I'm kinda doing my predictions based on lies, dammed lies, and statistics. I think the fantasy baseball league I'm in has rubbed off on me, sabermetrically.
This way I can review movies I haven't seen yet (I often post "Movie Magic 8-Ball" articles that do this very thing.
9 - El Bicho
I enjoyed your article, but you lost me at "I'm talking about The Constant Gardener" [as Best Picture not nominated].
That movie was terrible. The characters are completely unbelievable and only serve to move the script along.
One example: Sandy leaves Tess alone with a super secret document that's going to blow the lid off of everything because she promises to finally sleep with him. I would have almost been able to suspend disbelief except he wasn't going to get sex until two weeks later. HUH??!! He's sexually obsessed with Tess, but is willing to accept that deal. I've seen dogs who get tricked when you pretend to throw a ball smarter than this guy, and he is involved and trusted in such a high-level criminal operation.
Plus, the story is such a cliche. Drug companies are bad. And...? How about one glimmer of insight other than money.
Murderball, Sin City and Joyeux Noel were much better films.
10 - Tiffany Leigh
Thanks for the post. I agree with Murderball and Joyeux, but in the interests of continuing interesting threads, I see your "I unheart Gardener" and raise you one "Sin City's overrated."
First -- Robert Rodriguez. I'm happy he's a sextuple hyphenate on all his movies (direct write edit music production design SFX producer), but unfortunately his movies all look like they were made for three bucks.
NOT that Sin City does, mind you. That movie looks fantastic. BUT it was still directed by Rodriguez, and you could tell. He said working in total green screens freed him up to work with the actors more: then why were the performances all cardboard thin? Unless a character was gussied up in black and white or red blood or yellow freakshow skin or lots of prosthetics like Mickey Rourke, there was ZERO empathy, or emotional heft. Outside of the glimmer that Tarantino provided on a dare. The rest was as flat as the pages of the graphic novel on which it was sourced, and made me hanker for (the horror, the horror) Shark Boy and Lava Girl.
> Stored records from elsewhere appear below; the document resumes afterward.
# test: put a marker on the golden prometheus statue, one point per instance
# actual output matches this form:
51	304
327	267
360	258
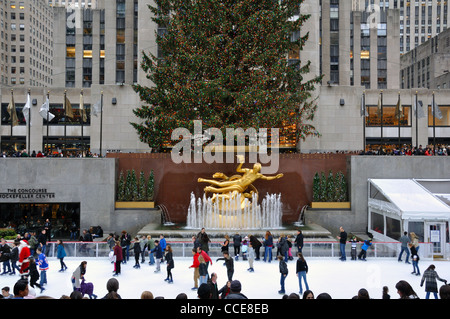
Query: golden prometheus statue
230	187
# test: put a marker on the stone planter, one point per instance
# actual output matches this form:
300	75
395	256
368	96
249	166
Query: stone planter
330	205
134	205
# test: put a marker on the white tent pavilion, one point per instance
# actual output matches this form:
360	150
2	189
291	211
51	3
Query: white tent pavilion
419	206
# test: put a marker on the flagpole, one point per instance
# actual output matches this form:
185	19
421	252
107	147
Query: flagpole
381	111
12	118
65	121
29	126
82	127
364	122
417	122
48	111
433	112
101	122
399	146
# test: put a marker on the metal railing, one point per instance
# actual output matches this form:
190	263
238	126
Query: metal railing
310	249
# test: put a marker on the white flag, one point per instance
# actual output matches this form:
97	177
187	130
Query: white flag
418	109
27	110
97	108
82	110
436	110
45	111
363	110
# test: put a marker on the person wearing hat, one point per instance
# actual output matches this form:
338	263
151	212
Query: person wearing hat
24	253
235	291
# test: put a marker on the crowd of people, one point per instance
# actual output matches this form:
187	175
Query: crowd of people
32	265
55	153
408	150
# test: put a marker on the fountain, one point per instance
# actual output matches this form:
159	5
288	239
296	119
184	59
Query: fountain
203	212
234	207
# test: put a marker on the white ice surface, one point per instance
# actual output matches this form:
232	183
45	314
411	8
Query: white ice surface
341	280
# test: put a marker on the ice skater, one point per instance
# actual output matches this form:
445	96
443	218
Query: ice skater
170	263
302	270
363	253
137	252
60	254
284	272
158	255
415	259
43	266
251	257
353	243
229	263
118	257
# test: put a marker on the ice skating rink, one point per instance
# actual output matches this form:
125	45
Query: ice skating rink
341	280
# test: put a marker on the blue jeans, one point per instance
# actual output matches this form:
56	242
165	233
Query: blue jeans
416	266
43	277
404	249
302	274
268	254
427	296
342	249
6	265
282	279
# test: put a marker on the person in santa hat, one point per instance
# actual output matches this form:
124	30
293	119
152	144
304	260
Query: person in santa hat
24	253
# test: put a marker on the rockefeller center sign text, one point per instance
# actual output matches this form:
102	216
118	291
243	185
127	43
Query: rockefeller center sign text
26	193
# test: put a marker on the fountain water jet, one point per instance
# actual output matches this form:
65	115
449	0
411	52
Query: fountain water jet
231	214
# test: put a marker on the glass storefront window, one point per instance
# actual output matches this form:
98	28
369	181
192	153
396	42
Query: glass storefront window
389	116
377	222
444	121
393	228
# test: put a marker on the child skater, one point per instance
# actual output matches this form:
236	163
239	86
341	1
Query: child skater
170	264
353	242
158	255
137	252
60	254
229	264
251	256
34	273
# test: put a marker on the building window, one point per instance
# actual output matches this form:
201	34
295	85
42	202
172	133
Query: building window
444	121
389	116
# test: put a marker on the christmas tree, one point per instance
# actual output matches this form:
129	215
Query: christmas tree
121	187
331	191
225	62
150	186
142	193
316	188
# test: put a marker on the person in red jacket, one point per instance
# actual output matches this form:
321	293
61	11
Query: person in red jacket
118	258
195	265
24	253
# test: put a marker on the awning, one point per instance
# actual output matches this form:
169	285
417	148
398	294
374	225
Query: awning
409	199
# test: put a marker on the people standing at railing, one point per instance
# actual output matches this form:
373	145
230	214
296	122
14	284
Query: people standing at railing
430	277
42	240
143	244
415	259
415	241
158	255
78	275
299	241
150	247
302	270
137	251
268	246
170	263
125	242
60	254
5	253
404	240
118	257
342	241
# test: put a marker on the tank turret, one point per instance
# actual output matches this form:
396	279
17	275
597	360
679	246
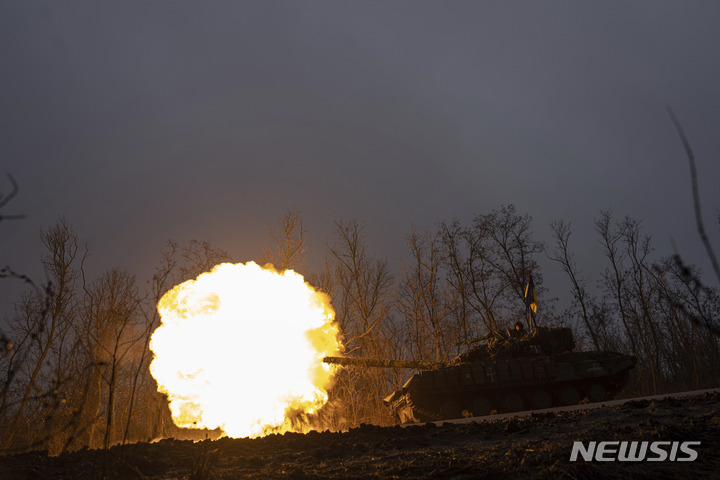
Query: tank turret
510	373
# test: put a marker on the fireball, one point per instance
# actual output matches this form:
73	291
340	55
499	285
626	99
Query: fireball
241	348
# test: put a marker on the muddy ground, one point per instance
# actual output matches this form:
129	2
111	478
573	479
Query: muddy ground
537	446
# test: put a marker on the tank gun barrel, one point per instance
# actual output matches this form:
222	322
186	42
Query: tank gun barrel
383	363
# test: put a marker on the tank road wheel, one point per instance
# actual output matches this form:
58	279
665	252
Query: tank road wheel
597	392
451	409
541	399
481	406
513	402
569	395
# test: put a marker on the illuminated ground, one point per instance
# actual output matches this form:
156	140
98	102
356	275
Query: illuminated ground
536	446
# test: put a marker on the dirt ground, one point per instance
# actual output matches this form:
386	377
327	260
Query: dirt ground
536	446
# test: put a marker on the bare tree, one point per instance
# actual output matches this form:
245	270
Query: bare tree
60	242
109	314
489	265
289	239
361	298
425	301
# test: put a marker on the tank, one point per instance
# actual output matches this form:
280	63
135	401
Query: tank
508	374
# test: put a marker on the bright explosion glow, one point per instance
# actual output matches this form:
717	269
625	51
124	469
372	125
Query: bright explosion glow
242	346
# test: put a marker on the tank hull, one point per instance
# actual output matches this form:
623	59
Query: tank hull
507	385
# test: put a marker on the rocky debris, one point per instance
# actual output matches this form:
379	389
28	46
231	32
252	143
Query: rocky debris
536	446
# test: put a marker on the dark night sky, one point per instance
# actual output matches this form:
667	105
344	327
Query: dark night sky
147	121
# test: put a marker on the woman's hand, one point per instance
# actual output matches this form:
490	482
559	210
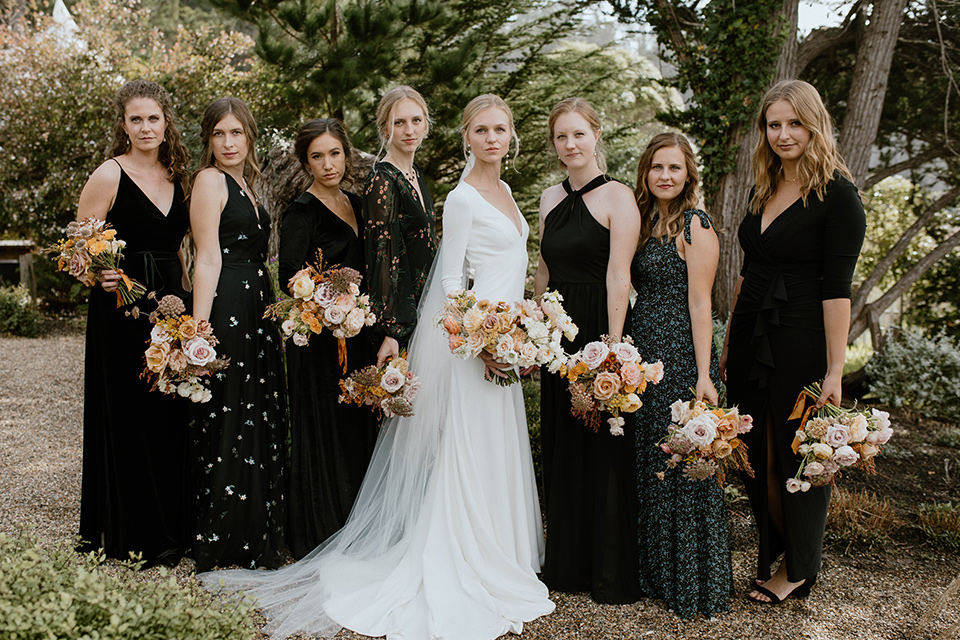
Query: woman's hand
389	348
706	391
110	279
492	367
831	390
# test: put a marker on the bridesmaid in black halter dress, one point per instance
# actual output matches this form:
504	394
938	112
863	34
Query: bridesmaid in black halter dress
589	228
134	493
240	435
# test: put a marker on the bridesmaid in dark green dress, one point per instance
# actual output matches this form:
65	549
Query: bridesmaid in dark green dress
683	530
401	239
240	435
330	442
788	328
588	234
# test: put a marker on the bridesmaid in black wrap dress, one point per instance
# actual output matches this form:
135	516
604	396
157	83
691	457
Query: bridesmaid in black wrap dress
589	228
330	442
134	496
790	320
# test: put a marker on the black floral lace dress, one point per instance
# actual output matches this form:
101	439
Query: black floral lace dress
240	435
401	243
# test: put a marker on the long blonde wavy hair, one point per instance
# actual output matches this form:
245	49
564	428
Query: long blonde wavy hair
821	157
671	224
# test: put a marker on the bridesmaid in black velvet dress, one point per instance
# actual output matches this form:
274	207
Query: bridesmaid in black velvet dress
401	235
589	228
134	496
239	436
789	324
330	442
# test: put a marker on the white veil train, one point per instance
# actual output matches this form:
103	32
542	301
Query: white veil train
362	565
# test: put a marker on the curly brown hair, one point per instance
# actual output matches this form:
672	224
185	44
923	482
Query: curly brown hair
173	153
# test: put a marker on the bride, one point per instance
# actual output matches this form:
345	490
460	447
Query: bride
445	538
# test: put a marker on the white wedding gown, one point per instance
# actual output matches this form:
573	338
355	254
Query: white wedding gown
445	539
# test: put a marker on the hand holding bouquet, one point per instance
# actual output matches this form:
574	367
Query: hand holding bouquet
703	437
323	299
391	387
831	438
181	351
90	248
608	376
524	334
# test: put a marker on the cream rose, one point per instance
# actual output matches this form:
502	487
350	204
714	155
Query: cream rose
606	385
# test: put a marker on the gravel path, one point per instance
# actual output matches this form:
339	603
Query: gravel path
880	595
Sin City is a lot like one of the Best Picture nominees, actually: Good Night, and Good Luck. Both are pretty. Both have A-List actors. And both really have no soul -- they are faithful recreations of time and space and mood, but there's nothing behind the faces, no there there. Style (or ultraviolence) over substance.
Just because something is shot for shot a great dramatization doesn't make it a movie. (Gus Van Sant and his Psycho remake say "hi.") It simply makes it a great shot for shot dramatization of a vision -- of "what actually happened" -- and nothing further. Not enough to make it a movie experience.
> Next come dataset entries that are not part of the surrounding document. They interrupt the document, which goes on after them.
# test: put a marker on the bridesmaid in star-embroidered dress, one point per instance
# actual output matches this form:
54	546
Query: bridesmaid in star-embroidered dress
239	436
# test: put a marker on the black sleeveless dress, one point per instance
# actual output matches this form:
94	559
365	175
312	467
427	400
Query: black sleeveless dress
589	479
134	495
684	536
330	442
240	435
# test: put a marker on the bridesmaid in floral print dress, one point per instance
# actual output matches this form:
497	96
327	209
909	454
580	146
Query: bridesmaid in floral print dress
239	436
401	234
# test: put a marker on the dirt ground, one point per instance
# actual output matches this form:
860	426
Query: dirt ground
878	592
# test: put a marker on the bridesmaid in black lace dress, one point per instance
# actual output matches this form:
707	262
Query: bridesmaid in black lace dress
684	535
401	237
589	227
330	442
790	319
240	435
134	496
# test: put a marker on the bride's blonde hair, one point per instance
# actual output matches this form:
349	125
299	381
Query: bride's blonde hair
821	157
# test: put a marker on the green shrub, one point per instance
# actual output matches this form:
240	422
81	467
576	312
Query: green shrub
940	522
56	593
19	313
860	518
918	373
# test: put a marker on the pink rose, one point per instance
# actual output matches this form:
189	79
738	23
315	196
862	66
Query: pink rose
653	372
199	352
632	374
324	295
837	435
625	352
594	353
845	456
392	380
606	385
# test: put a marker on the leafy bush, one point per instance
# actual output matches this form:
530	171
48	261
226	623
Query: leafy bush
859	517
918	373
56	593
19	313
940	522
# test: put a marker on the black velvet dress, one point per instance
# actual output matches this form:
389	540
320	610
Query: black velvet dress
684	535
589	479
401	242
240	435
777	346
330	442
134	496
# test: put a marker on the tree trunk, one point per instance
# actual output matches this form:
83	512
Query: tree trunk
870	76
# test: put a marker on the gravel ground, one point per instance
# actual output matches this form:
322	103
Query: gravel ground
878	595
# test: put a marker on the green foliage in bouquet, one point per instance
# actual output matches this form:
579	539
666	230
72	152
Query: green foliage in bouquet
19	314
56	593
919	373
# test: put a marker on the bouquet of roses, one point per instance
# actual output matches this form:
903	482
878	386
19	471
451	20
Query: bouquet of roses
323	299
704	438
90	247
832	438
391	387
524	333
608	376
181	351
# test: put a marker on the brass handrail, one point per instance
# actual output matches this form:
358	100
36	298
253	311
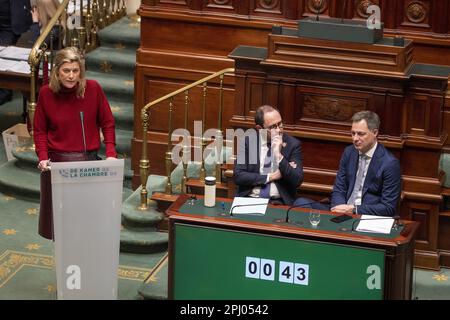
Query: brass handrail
34	60
144	164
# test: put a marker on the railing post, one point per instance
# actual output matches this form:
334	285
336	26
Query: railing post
186	151
203	140
144	164
219	135
169	150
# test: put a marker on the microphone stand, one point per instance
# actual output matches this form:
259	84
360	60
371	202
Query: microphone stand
82	130
318	10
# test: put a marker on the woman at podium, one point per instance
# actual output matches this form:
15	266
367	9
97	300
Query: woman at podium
70	113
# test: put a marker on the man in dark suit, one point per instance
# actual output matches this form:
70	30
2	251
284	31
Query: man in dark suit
369	177
15	19
269	162
380	189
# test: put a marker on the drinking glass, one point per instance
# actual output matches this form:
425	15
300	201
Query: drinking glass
314	217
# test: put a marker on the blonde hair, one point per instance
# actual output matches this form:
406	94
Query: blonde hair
47	9
68	55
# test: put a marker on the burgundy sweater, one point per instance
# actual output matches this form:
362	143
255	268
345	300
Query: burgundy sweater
57	121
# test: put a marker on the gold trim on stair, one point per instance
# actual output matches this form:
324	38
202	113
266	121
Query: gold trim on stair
11	262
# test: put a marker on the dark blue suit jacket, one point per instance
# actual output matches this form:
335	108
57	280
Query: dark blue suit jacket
246	168
382	185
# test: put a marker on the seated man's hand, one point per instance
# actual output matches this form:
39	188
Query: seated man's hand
343	208
275	176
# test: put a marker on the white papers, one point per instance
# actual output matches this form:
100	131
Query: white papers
247	205
15	53
378	224
14	66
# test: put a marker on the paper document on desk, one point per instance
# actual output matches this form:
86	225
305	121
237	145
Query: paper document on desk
378	224
14	66
15	53
247	205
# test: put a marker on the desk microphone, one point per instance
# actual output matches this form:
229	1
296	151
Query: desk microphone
298	206
394	226
82	130
246	205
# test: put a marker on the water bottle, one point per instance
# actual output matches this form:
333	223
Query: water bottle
210	191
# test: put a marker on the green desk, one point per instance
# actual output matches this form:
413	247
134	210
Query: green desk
213	255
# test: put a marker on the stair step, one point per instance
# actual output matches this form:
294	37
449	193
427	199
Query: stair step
138	241
118	87
123	113
117	60
124	31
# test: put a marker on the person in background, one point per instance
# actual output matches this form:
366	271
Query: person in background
70	113
277	171
41	13
369	177
15	19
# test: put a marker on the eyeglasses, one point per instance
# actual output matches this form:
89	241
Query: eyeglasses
278	125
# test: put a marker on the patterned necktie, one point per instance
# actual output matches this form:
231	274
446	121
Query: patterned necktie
359	179
265	189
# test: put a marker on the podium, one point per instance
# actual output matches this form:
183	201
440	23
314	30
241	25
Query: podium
87	203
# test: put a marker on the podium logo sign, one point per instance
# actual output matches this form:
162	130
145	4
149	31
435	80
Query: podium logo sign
87	172
73	281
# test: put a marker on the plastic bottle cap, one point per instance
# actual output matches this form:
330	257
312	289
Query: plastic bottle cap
210	181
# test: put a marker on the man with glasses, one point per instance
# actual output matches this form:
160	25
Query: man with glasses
369	177
269	163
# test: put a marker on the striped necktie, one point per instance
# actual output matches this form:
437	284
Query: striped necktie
359	179
265	189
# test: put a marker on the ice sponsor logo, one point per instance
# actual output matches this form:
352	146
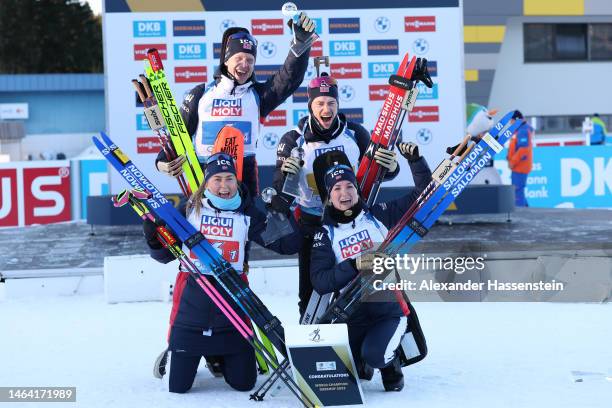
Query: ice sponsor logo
300	95
270	140
346	70
424	136
154	28
349	48
382	24
355	244
419	24
146	145
420	46
267	49
190	74
217	226
317	49
299	114
226	107
225	24
276	118
189	51
185	28
344	25
382	69
383	47
140	51
426	93
353	114
324	150
346	93
424	114
270	26
378	92
263	72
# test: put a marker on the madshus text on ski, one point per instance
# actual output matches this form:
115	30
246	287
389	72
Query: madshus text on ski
322	206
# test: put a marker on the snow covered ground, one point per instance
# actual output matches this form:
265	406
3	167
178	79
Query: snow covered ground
480	355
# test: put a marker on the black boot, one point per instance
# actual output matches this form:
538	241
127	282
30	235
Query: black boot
392	376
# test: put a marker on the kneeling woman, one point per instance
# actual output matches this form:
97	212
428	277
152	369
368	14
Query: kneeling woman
375	328
221	210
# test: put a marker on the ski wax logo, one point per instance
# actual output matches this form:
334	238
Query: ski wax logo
276	118
355	244
426	93
186	28
217	226
383	47
146	145
382	69
267	49
424	114
353	114
419	24
263	72
270	26
378	92
140	51
270	140
344	25
324	150
189	51
225	24
424	136
420	46
226	107
299	114
347	93
349	48
190	74
382	24
346	71
156	28
300	95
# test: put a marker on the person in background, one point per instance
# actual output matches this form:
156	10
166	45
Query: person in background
520	158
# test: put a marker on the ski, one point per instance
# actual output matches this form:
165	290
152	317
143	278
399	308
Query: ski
211	262
181	141
449	180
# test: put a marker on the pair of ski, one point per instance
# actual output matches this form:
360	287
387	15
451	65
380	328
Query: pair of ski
212	264
449	179
400	100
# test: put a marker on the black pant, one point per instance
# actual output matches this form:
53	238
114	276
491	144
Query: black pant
238	369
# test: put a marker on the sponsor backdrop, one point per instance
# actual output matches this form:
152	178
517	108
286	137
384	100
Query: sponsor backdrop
365	46
567	177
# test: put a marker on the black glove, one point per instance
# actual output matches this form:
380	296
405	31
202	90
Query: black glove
149	229
410	151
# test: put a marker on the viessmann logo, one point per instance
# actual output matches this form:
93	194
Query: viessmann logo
414	24
346	70
267	26
154	28
190	74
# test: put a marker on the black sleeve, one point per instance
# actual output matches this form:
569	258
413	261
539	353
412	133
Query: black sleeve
326	275
287	245
389	213
362	136
282	84
286	144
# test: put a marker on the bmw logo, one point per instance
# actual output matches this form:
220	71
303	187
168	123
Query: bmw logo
347	93
225	24
267	49
270	140
420	46
424	136
382	24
As for the suspension of disbelief in Gardener, I was okay with it. And yeah, pharmaceutical companies = BAD, been there, done that. But Gardener is based on a source novel too, just like Sin. So I'd fault the story more than the movie.
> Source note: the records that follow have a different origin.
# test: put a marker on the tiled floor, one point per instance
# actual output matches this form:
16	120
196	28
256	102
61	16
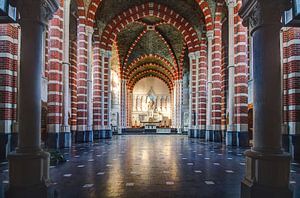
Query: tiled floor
151	166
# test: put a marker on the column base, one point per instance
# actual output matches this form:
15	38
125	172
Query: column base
231	138
286	142
209	136
96	134
267	175
249	190
296	147
8	143
196	133
237	138
83	136
28	175
243	139
105	134
217	136
59	140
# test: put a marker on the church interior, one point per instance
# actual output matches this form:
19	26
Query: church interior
150	98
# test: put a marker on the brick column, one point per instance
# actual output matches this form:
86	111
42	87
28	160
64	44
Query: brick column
209	129
97	86
55	135
192	96
8	87
89	32
241	79
29	165
73	84
82	133
105	131
216	82
231	134
291	71
202	83
123	115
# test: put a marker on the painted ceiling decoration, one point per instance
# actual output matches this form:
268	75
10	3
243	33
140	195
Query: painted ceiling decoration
147	38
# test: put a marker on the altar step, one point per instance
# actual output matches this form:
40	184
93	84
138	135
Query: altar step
141	131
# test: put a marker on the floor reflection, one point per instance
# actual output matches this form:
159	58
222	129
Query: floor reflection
150	166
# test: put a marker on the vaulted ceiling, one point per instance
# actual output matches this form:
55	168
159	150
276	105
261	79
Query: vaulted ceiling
153	44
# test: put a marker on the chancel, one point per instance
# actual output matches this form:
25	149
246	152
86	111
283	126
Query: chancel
149	98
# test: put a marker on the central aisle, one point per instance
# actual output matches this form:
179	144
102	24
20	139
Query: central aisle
151	166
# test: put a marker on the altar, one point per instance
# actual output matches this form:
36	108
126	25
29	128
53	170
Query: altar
151	110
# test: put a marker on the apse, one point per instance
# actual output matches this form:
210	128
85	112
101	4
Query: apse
151	103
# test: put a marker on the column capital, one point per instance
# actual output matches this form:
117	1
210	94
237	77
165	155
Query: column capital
89	29
102	52
192	55
231	3
108	54
197	54
256	13
210	34
36	10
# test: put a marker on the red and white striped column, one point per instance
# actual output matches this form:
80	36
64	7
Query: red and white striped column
9	56
73	84
202	88
97	116
241	79
105	131
216	80
123	115
291	75
55	78
82	134
209	129
193	111
89	32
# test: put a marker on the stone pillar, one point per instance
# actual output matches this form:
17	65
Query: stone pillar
209	131
9	67
267	166
29	165
90	32
66	131
231	136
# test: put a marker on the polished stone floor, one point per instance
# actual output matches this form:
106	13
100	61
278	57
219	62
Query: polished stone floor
150	166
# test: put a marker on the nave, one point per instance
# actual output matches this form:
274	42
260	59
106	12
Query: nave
151	166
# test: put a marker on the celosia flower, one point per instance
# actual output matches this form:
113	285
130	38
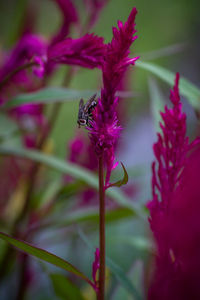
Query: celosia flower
29	45
94	7
87	51
70	16
95	268
104	130
177	271
171	151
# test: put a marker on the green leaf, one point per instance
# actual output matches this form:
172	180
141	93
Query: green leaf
123	279
43	255
157	103
90	215
75	171
49	95
187	89
122	181
7	126
64	288
56	94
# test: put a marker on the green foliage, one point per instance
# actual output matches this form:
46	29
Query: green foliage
49	95
74	170
187	89
122	181
64	288
43	255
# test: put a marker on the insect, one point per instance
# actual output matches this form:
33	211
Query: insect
85	111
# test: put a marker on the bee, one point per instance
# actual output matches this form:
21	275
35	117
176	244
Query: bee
85	111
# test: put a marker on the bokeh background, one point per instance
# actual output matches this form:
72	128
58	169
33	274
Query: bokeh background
168	35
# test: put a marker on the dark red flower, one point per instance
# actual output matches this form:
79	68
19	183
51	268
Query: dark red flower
105	130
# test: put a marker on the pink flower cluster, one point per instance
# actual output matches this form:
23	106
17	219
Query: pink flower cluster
104	130
175	208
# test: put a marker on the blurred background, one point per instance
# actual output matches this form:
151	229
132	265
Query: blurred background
168	35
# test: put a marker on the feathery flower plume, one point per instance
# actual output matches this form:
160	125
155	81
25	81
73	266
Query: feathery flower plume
104	130
94	7
95	268
87	51
29	46
168	183
170	151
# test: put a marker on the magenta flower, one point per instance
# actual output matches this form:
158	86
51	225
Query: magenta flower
105	130
87	51
94	7
29	46
171	152
70	16
95	268
177	270
169	188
But I felt that the sneaky success of it -- what put it over the top for me emotionally and fleshed it out -- was Ralph Fiennes.
Yeah, Rachel Weisz has a showier performance & an Oscar nom, but Fiennes did more subtle, inward, heavy lifting. He was the "straight man," the pivot that made the whole thing -- the love story -- work.
I don't think you were suggesting that Sin City was a worthy Best Picture nomination, were you? I'm not so sure about that, and even if it wasn't a genre picture, and even though I think Crash being nominated is a total mistake, I don't think it's the stuff of a Best Picture.
Which means nothing, because the Oscars are like a high school student council election anyway.
11 - Steve
Well, I'm feeling seriously underqualified to comment on this article, seeing as I've not seen ANY of the "Best Picture" nominees. However, I will say, that based on the plotlines of these movies, I would probably be most likely to see "Good Luck..." or...maybe..."Crash", so those are (albeit, almost totally uninformed) my 'faves' for this category.